Robert’s talk traced Hume’s interest in birds from days when it was just sport for hunting and eating, to the mid 1860s when he started having birds stuffed and labelled, and started making notes on observation. (Hume apparently had trained an Indian in taxidermy and he remained and worked with him for 12 years.) When he was in his 50s, with his interest in theosophy, Hume turned vegetarian and decided to stop killing and collecting birds. Hume has 13 species and sub-species names in his honour.

Way back in 1869, he published his first book “My Scrap Book -- Indian Oology and Ornithology” (oology is the study and collection of bird eggs). In that he started calling for people to send him new bird specimens they had found, new features or observations they had made -- in effect the beginnings of bird study and setting up of a network of ornithologists in India! By 1881, he had built up a network of over 160 contributors from all over the Indian Empire -- he’s seen as a man ahead of his time. He had concerns about conservation, says Robert, and even tried to introduce gaming laws later in his life.

Somewhere in 1871/72 Hume moved to Shimla and set up his own natural history museum at Rothney Castle, appointed a full-time curator, and founded the journal “Stray Feathers”.

“Over a period of 15 years he spent around 20,000 pounds to put together an ornithology museum and library -- the largest ever in the world for Asiatic birds,” observes Robert.

In 1885 nearly 20,000 specimens were destroyed in rains and landslides that hit the region.
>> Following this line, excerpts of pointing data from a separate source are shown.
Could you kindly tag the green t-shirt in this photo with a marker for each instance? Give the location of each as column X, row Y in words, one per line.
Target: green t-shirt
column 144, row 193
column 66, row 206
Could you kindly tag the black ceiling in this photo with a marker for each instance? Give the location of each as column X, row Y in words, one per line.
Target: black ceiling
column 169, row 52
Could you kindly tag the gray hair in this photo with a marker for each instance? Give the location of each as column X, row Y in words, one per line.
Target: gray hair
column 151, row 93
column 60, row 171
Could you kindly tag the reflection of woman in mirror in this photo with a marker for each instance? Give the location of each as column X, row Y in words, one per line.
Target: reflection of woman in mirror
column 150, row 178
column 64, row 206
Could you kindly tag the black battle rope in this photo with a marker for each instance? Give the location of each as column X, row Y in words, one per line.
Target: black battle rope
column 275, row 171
He finally left his job in the British service after being demoted for challenging his masters about how economic development should proceed in India.

Young people do visit museums

In a quick tete-a-tete post his talk, Robert Prys-Jones talks about museums and conservation

How much of Hume's collection is on display currently at the NHM?
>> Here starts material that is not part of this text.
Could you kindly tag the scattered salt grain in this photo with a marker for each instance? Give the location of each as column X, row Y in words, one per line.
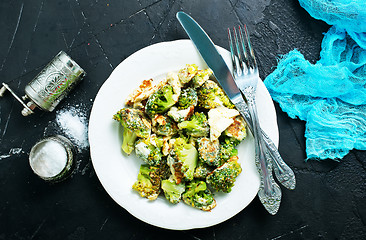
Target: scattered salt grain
column 73, row 123
column 48, row 159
Hume's collection is the largest bird collection. But it's not on display. It's in the research collection of the museum. It's available by appointment to serious researchers for research and publication. There are over a million specimens held by the Museum and only about three or four thousand are on display. A few of Hume's specimens may be there among them; I'm not too sure.
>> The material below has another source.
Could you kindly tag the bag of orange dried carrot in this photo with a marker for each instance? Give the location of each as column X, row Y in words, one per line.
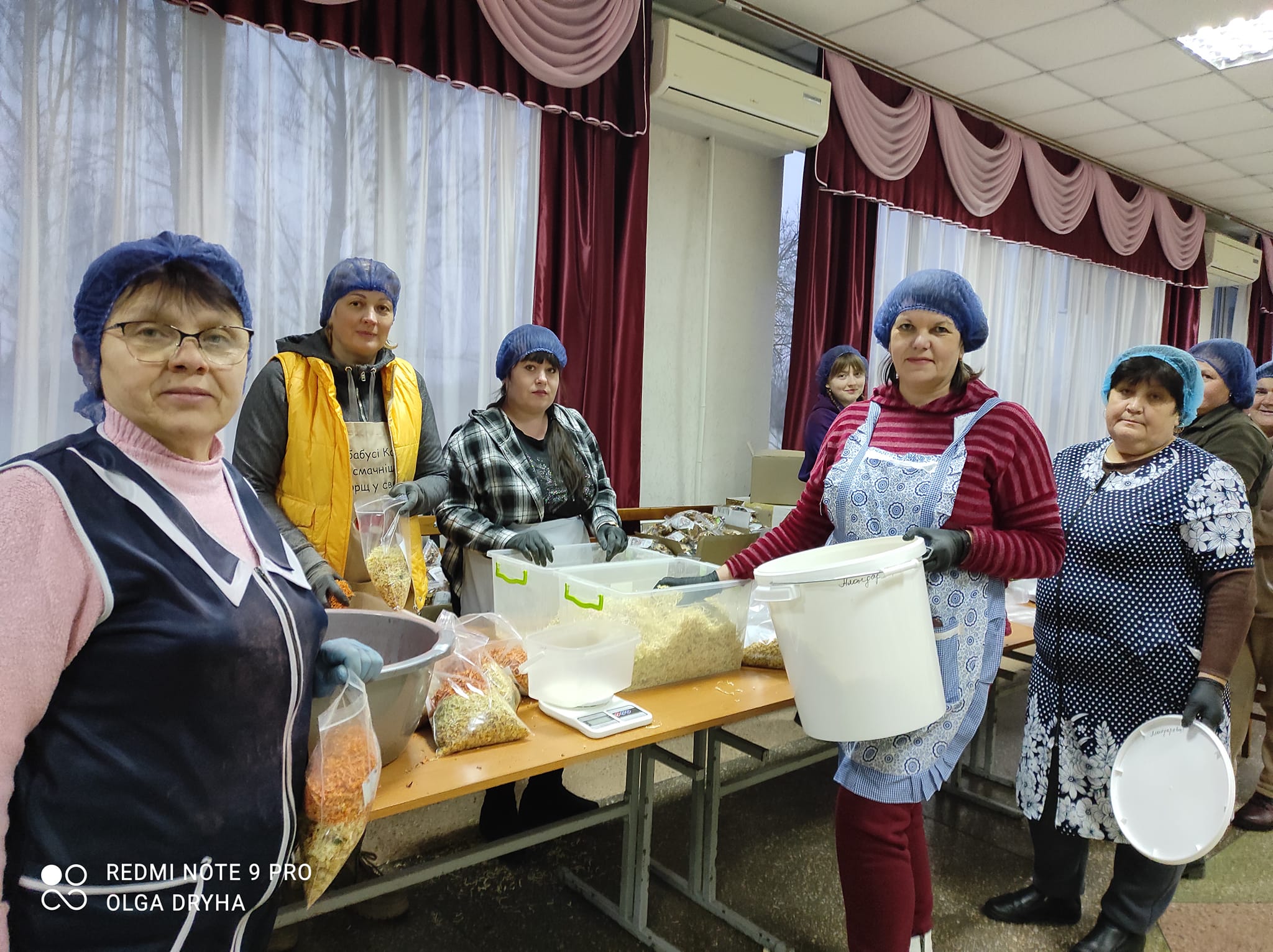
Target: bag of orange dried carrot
column 340, row 784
What is the quality of Hume's collection in terms of taxidermy?

His collection tends, on average, to be well prepared. But you must remember that he received collections from other people as well. But most of the people from whom he received collections seem to have been competent in preparation.

What is the place of museums in our modern lives? When we believe most youngsters are disinterested...

I have spent 25 years in charge of the world's most heavily used bird collection. Each year we get in the order of 500 serious research visitors present for 1000 visitor days per year -- a good proportion of these are relatively young people. In Britain there is a huge amateur ornithological community, many of whom are extremely knowledgeable and enthusiastic. In order to verify observations made in field or to provide write up papers on identification of species, they need to use the collection.

There is a school of thought that believes in resurrecting extinct species using cloning. Your comments...

I have very little to say becauseI'm not a molecular biologist. I'm well aware that great advances have been made in molecular biology. But I have serious doubt that the resurrection of species will, at least in my lifetime or much after, be a serious proposition. And it should never be used as an excuse to say it doesn't matter if a species should go extinct. It matters desperately and they should be preserved at all costs.